Perron thinks it’s symbolic of the city they represent.

“We’re a bunch of people, from all over North America and the world, who were castaways from their teams. And nobody really took us seriously,” he wrote. “The same way people think Vegas isn’t a real city. They think it’s just a tourist town where people come to have fun. But it is a real city—with real people who care deeply about it. And we’re a real hockey team. With some real good players.”

Perron recalled a phone call he received while sitting on a boat on Quebec’s Lake Memphremagog in June prior to the NHL Expansion Draft. It was St. Louis Blues general manager Doug Armstrong on the line informing Perron the team wasn’t going to be able to put him on the protection list. Armstrong called back a few days later and told Perron they weren’t able to reach a deal with Vegas to ensure Perron could remain with the Blues either. It was news Perron had prepared for.

“It still hurt to hear,” he explained. “I thought I had done enough in the regular season to warrant a spot on the Blues for this year. But I told myself to stop thinking like that, and that I had my time to be disappointed already.”

Perron is chugging along in a top-six role at a point-per-game clip with seven goals and a team-high 20 assists in 27 contests. Having a coach that players respond to in a positive way has been a contributing factor.

“I knew Gerard Gallant was going to be the head coach. Every player who I ran into in my career who had played under him loved him. They told me he was a players coach and that—no matter what he had to do—he would get the most out of every guy,” Perron added. “I knew a coach like that would be important because of how our team would be made up. It was going to be a full group effort—every single player was going to have to contribute—if we were going to make some noise.”

Another layer, perhaps the most significant layer, to Vegas’s inspiring inaugural season is how the team has helped the city heal in the wake of October’s deadly mass shooting.

“We had our first [regular-season] game five days after the shooting, on the road in Dallas. I think being away from home helped our team a little bit,” Perron wrote. “All the emotion from that horrible night felt so raw, and at the end of the day, we’re playing hockey—it’s just a game. …

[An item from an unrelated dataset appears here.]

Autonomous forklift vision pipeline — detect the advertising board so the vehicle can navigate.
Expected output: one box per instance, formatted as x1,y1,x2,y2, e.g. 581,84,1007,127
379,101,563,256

“I won’t forget opening night at T-Mobile Arena for the rest of my life. I wish, above everything else, that nobody would have to be a part of something like that. But to see the way the city responded was so special. The moment of silence … it was breathtaking. Usually during a moment of silence you can hear a few coughs or noises, but that night, there was nothing — just silence. We could feel the pain of the tragedy for those few seconds … everyone could.”

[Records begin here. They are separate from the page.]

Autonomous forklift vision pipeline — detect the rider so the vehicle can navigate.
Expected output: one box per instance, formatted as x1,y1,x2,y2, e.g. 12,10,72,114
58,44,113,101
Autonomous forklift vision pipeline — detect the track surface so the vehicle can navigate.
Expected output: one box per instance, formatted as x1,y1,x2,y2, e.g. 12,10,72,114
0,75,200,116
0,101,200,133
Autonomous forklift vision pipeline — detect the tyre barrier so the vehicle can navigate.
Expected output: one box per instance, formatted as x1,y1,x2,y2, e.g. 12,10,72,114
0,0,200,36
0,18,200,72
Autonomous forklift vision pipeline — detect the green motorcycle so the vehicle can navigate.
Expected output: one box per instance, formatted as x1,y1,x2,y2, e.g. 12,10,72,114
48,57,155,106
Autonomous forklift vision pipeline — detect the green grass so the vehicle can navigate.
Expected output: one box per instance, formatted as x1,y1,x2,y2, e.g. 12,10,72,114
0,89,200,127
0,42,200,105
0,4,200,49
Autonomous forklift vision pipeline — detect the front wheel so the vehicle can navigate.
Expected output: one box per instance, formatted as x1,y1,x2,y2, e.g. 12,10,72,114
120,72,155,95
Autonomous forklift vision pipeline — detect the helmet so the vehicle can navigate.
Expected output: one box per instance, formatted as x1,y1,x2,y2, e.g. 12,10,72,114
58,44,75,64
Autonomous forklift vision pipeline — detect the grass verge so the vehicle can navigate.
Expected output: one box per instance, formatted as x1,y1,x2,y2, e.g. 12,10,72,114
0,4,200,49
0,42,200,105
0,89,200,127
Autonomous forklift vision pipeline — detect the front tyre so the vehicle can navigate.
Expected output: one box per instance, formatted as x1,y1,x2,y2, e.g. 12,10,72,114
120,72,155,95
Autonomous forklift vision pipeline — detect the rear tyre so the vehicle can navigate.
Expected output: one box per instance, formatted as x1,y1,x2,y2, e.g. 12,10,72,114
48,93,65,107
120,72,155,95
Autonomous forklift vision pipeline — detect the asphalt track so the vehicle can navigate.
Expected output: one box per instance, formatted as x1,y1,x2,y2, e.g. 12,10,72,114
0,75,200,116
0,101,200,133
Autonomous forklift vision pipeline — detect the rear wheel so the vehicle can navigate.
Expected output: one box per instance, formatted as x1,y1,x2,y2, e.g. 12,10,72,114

The team has showed no signs of slowing down and at this point in the season making the playoffs—something management presumably wasn’t counting on doing in its first year—is a distinct possibility.

Perron added: “It’s been a complete group effort. From our owner, Bill Foley, who has helped get this city excited, to our fans, to our management, to our coach, to our five goalies who’ve had to play this year — we are in this together.”